Advertising is Killing Reading

This terrible style of writing keeps you scrolling down the page, with all of those distracting ads popping in the middle and on the sides, earning the web site money.

The IIP format brings you, the consumer, no benefit. The stories are harder to read, you’re more likely to miss the important information, and the public at large is less informed about what they need to know to vote and make life decisions.

But the ad dollars flow. It’s yet another subtle demonstration that capitalism, for all its strengths, has some pretty glaring weaknesses. Sometimes the unfettered quest for profit, even with good intentions, and when no laws are broken, leads to bad outcomes.

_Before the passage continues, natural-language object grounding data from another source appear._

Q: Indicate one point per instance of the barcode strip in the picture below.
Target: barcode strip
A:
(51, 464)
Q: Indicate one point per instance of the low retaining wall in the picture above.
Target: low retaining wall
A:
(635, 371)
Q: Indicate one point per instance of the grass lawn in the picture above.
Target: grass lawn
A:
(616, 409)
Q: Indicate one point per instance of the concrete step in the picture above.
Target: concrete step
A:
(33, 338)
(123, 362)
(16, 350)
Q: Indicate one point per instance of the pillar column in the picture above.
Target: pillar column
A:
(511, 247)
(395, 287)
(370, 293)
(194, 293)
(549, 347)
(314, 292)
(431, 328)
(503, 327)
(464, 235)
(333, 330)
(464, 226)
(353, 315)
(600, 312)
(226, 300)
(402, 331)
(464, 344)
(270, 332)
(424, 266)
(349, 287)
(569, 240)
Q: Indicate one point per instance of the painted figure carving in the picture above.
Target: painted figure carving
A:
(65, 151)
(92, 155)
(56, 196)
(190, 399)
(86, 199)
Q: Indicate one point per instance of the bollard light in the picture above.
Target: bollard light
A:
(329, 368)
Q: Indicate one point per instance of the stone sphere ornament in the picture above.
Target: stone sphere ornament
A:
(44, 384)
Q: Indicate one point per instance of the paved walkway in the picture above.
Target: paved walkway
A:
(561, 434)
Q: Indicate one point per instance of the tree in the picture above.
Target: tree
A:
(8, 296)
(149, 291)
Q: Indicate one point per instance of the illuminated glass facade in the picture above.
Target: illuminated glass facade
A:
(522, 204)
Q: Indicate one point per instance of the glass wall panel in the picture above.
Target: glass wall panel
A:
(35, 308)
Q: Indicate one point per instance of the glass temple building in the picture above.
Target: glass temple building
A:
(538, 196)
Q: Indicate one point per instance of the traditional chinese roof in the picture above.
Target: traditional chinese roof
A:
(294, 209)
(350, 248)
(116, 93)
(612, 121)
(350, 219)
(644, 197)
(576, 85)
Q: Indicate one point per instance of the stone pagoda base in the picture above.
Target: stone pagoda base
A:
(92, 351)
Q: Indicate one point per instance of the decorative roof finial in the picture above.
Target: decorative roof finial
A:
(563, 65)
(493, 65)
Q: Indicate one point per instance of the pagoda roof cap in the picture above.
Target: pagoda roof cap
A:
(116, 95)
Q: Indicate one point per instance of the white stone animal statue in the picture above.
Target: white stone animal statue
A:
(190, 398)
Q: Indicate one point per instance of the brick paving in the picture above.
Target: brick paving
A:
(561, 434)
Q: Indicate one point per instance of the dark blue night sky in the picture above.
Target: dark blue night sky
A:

Of course, this is such an easy way of getting people to see ads that it’s being adopted everywhere. Recipe sites are some of the worst for it. Here’s a great recipe for mac and cheese , but look how far you have to scroll to get to it.

As an aside: astute friends might note that what I wrote was not in an inverted pyramid style. That’s because this is an opinion piece, not a news piece. I have to lay out the argument’s premises, piece by piece, before building the conclusion. I had a leading paragraph with a hook, giving you just enough information to know if you wish to keep reading. Most, won’t because in many years of writing, I’ve found that posts of 500 words or fewer tend to get more engagement. Often that 500 words isn’t enough.

This post is about twice as long as most people are willing to read and I ran a live squirrel through a meat grinder last night. The last bit’s not true, but you can obliquely mention that if you choose to respond. Longer articles just don’t get engagement, but I like to dig into topics.

I don’t blame people for not reading longer content; time is valuable and we’re being conditioned to read less. Advertising, no longer just an annoyance, is leaving the world in worse shape than it found it.

Note: The fake ads were created by Dall-E.